I packed up my belongings and got ready to fly home. The day I planned to execute my exit strategy, my phone rang. And the caller was the other eccentric older man who had dominated my time, from the other side of the border. Nawaz Sharif. His timing was always impeccable.
“Is this Kim?” he asked.
“Yes,” I said, shoving Afghan tourism guides from the 1970s into a suitcase. I was hesitant, unsure of what he wanted.
“So. It’s been a long time,” he said, awkwardly. “What are your plans to come to Pakistan?”
“Actually, I’m moving back to the U.S. New York, in fact. I’m leaving in a few hours.”
“Oh, congratulations. I will have to come see you when I’m in New York,” he said.
“That would be great,” I replied.
“We’re still friends, right?” he asked, tentatively.
“Always,” I said.
“We’
ll stay friends, right?” he said.
“Sure.”
We said goodbye. I had about the same level of intention of being friends with Nawaz Sharif as I did with Sam Zell. But I figured I could just end our relationship through the inevitable ennui of distance and time, and through the likelihood that he would never get his hands on my U.S. number. (He was more resourceful than I thought.)
I soon finished packing. Then I looked around my bedroom, grabbed my backpack and two large suitcases, shut off the lights, and walked away, closing the door behind me. In the corner, I left a gray plastic trunk crammed with the things I needed only in Afghanistan. My long-sleeved, pajama-like shirts. A dozen scarves given to me over the years.
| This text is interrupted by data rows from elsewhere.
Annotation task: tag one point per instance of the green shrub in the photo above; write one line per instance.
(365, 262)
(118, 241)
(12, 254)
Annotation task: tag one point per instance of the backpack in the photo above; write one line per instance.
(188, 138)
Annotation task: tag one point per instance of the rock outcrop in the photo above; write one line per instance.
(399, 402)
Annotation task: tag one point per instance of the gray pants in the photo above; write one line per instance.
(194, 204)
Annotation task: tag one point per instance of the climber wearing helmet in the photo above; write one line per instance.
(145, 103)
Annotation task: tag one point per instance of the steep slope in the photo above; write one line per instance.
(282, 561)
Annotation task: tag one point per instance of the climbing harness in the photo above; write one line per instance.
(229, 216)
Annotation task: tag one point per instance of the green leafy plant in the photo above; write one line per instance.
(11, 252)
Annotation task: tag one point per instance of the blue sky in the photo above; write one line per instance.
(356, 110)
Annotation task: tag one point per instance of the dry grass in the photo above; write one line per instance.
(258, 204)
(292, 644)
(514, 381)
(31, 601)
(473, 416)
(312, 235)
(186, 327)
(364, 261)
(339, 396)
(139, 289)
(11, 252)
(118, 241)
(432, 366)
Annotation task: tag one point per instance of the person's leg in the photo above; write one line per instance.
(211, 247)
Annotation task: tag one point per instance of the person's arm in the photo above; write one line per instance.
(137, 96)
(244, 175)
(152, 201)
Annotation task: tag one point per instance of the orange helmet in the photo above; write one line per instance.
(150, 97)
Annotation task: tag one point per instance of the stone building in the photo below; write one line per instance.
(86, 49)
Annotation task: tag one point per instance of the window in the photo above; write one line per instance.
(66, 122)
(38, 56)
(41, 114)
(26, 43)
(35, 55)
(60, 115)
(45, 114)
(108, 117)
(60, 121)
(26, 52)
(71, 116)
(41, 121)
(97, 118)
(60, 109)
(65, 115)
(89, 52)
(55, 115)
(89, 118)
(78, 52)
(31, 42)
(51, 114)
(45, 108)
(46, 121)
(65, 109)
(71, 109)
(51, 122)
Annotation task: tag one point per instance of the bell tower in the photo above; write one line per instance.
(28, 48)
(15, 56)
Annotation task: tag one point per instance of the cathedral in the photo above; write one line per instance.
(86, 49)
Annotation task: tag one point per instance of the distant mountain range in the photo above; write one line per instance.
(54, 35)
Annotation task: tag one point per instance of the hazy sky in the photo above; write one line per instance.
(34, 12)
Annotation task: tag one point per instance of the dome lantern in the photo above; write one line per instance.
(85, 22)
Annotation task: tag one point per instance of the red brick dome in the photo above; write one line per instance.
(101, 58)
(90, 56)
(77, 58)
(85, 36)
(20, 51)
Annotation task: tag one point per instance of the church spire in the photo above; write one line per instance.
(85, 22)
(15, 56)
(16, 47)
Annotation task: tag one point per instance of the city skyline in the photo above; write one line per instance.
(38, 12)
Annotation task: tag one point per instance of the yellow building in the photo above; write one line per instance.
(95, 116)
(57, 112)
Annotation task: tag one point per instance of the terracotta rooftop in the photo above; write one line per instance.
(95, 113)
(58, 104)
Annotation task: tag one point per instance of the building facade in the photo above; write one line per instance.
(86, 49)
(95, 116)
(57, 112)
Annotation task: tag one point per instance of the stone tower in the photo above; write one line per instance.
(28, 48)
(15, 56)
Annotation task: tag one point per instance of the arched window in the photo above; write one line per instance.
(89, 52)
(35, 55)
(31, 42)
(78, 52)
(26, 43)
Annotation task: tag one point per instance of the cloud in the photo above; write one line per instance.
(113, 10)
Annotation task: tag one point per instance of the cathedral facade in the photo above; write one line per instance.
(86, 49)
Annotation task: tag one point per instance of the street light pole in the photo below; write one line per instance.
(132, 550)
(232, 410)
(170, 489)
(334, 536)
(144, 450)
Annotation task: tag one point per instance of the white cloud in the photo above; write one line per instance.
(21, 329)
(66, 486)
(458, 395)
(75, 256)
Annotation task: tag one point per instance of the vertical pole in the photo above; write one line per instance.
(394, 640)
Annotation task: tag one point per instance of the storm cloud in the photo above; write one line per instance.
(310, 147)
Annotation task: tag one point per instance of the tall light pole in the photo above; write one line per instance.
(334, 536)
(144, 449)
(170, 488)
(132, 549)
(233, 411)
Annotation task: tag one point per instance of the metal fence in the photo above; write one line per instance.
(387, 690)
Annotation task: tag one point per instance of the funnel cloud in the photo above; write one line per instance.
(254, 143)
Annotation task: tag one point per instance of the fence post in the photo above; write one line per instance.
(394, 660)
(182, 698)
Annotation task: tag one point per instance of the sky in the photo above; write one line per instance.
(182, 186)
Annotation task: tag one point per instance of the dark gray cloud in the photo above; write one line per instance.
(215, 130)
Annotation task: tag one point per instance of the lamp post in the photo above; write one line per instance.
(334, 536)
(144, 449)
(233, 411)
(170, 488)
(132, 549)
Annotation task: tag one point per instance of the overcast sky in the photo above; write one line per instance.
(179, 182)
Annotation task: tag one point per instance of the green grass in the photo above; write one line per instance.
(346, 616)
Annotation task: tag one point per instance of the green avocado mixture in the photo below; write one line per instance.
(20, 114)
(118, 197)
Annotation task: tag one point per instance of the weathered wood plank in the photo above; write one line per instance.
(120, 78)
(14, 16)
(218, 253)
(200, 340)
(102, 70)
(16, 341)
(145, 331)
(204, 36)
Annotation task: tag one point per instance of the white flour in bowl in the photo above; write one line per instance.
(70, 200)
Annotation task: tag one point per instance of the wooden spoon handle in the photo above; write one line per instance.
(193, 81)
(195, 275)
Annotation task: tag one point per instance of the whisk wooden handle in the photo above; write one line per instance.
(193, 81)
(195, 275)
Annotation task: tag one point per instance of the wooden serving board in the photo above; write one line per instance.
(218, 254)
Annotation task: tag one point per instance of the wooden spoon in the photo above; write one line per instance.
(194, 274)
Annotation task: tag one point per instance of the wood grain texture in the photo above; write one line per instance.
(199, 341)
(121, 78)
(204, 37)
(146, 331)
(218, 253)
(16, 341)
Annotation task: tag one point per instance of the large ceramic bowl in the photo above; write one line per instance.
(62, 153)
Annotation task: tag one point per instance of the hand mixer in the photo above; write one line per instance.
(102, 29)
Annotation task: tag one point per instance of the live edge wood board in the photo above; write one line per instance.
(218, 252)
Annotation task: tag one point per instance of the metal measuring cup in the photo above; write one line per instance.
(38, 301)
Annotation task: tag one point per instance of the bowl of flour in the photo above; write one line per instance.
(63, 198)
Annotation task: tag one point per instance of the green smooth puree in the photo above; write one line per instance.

Packets of wet wipes and a camouflage water bottle for embeds. Maps of Ghazni and Helmand, random electrical cords, and even the T-shirt proclaiming TURKIYE. A sleeping bag. Books on Pashtun tribes and the Taliban. Unused notebooks and ballpoint pens proclaiming AFGHAN PEN on their sides, as if that were some mark of pride and quality, as if Afghanistan were known for its ballpoint pens. I left all of it behind, waiting for me, gathering dust almost as soon as I shut the lid, in a house filled with similar boxes in different rooms, forgotten by people like me, foreigners unwilling to fully commit to leaving Afghanistan but unable to figure out how to stay.
EPILOGUE
TAKE IT OR LEAVE IT
In December 2009, President Obama decided to send thirty thousand more U.S. troops to Afghanistan. At the same time, he announced that he would start pulling those troops out by July 2011. In other words, the West continued to send mixed signals to Afghanistan and Pakistan: We love you, we love you not. America’s ambivalence was likely because of its amorphous goal—with Al-Qaeda long on the run from Afghanistan and now being picked off by drones in Pakistan, the new focus was on creating some kind of perception of success in the region as quickly as possible so that the U.S. could leave. The strategy seemed to be this: Overwhelm the enemy with superior military force, train some Afghan mopes as police and army, make a political deal with members of the Taliban (who would for some unknown reason make a deal despite the fact that they seemed to be holding all the cards), call it stability, and get the heck out.